Grundsätzlich gilt, dass Mietvertragsverhältnisse zwischen nahestehenden Personen steuerrechtlich nur anzuerkennen sind, wenn sie ernstlich gewollt, eindeutig und bürgerlich-rechtlich wirksam vereinbart worden sind, entsprechend der Vereinbarung auch tatsächlich durchgeführt (vollzogen) werden und sowohl die Gestaltung als auch die Durchführung des Vereinbarten dem zwischen Fremden Üblichen entsprechen (ständige höchstrichterliche Rechtsprechung). Auch wenn einzelne Regelungen des Mietvertrags einem Fremdvergleich nicht standhalten, die Hauptpflichten, wie Nutzungsüberlassung und Mietzahlung, jedoch erfüllt werden, bedeutet dies nach Ansicht des BFH nicht in jedem Fall, dass das Mietverhältnis nicht anzuerkennen ist. Ein Mietverhältnis zwischen nahen Angehörigen entspricht aber dann nicht den Kriterien des Fremdvergleichs, wenn es in zahlreichen Punkten von den zwischen fremden Dritten üblichen Vertragsinhalten abweicht (unter anderem BFH, Urteil v. 4.10.2016, IX R 8/16, BStBl 2017 II S. 273).

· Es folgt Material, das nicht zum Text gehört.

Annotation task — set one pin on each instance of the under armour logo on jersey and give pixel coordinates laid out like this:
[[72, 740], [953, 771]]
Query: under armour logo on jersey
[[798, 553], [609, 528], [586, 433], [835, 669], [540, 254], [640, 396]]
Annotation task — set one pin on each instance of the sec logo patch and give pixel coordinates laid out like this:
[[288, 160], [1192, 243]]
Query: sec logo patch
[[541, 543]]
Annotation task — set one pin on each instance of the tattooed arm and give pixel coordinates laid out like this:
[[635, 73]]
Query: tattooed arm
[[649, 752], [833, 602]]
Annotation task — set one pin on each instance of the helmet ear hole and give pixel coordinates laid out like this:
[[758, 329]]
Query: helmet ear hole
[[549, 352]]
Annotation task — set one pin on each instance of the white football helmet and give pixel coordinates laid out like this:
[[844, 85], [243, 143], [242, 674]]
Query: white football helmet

Entscheidend ist immer die Gesamtwürdigung der Umstände des Einzelfalls. So können mehrere Unüblichkeiten, die für sich allein noch nicht zur Versagung der steuerrechtlichen Anerkennung führen würden, in der Summe allerdings den Schluss zulassen, dass ein Mietverhältnis unter nahen Angehörigen nicht anzuerkennen ist.